I think I get now why most people who suffer from depression or mental illness in general prefer to just withdraw after a while. Because the task of explaining one’s self to someone about how you are truly feeling gets tiring, exhausting, annoying even.
You are already in the midst of pain deeper than any explanation you can muster and there is nothing worse than when people assume you must automatically be over it.
You know, those snide comments you’ ll get from family members when asking how you are doing and they respond with, “Well, you should be past the worse already.”
But no, that is not how depression works and I say it over and over again, although I would never wish this even on my worst enemy, you have to forgive the ignorance of those around you in order to move forward in your recovery, because bitterness will not help you one bit. Trust me, take it from someone who knows bitterness and resentment quite well.
I think I had the intention of writing this angrily. I did. Because mental illness and depression are one the most frustrating illnesses to combat on the planet.
It’s talked about, we see the ads, we see the loads of donations coming in for hospitals in order to further research for people who are suffering, but mental illness is not a subject to romanticize, because the everyday reality for people who live it is far from happy.

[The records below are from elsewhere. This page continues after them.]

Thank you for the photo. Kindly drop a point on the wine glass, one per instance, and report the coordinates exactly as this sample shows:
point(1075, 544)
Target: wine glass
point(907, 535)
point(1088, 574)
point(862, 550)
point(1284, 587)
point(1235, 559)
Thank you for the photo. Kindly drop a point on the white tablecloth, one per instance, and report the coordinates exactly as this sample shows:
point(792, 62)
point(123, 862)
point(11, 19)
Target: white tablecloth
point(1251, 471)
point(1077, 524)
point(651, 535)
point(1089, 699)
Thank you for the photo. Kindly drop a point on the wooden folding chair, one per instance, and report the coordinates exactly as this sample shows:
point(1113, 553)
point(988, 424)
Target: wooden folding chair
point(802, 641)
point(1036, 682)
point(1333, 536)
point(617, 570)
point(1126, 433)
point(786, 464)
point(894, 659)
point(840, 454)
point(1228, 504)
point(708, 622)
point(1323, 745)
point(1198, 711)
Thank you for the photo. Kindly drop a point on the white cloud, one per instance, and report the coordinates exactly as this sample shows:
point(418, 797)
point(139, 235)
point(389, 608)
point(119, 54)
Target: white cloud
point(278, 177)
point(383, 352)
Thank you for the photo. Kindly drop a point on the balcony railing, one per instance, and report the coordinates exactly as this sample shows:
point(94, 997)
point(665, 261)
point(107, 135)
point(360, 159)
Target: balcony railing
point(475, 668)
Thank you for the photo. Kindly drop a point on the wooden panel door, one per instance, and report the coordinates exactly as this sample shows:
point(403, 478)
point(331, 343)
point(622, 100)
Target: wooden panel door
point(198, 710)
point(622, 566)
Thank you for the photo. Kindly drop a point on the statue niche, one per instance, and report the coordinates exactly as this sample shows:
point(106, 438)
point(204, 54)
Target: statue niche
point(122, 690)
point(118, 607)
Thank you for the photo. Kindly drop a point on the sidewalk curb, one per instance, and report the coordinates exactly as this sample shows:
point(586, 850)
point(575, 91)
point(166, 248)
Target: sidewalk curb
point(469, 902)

It’s a painful reality of trial and error with medications, disappointment, embarrassment from stigma, frustration, delayed future plans in terms of work and/or school perhaps, trips to hospitals with less than optimistic psychiatrists, and filling out repetitive forms that ask you the same questions about your mood and if you’ve ever tried to kill yourself in the past…
These types of routines, even if you are past depression, do haunt you because it’s a part of your life you rather not be a part of.
You desperately wish you could detach from this whole mental health crisis debacle and just magically erase any evidence of it from your life and just move on. But it’s not that easy.
It’s an everyday battle, a flick of the coin to see which day will be a good one and which day will break you down.
It’s also ridiculously scary and lonely because even though you have others around you, they don’t share your brain, they don’t share in the same experiences that you have so they don’t know that even though you may seem healed, you are still wrapping up wounds that continue to get reopened.
So I know you are tired and weary and I know you continuously question why you were given the journey you were given, but please know that there is someone out there who doesn’t seem like they are out to get you with their ignorance and remarks.
Someone out there who knows your true heart and that healing takes time, effort and tons of support from people who know what a mental health journey is all about.
The next time you feel overwhelmed, weary and tired from fighting, from answering others on your improvement, from simply enduring a fight that is beyond you, know that there is someone out there who understands that even if the depression fades, you still have scars that need mending and a healing touch, word of encouragement, helping hand, they all assist in mending those wounds.
And there is always someone willing to help mend them for you.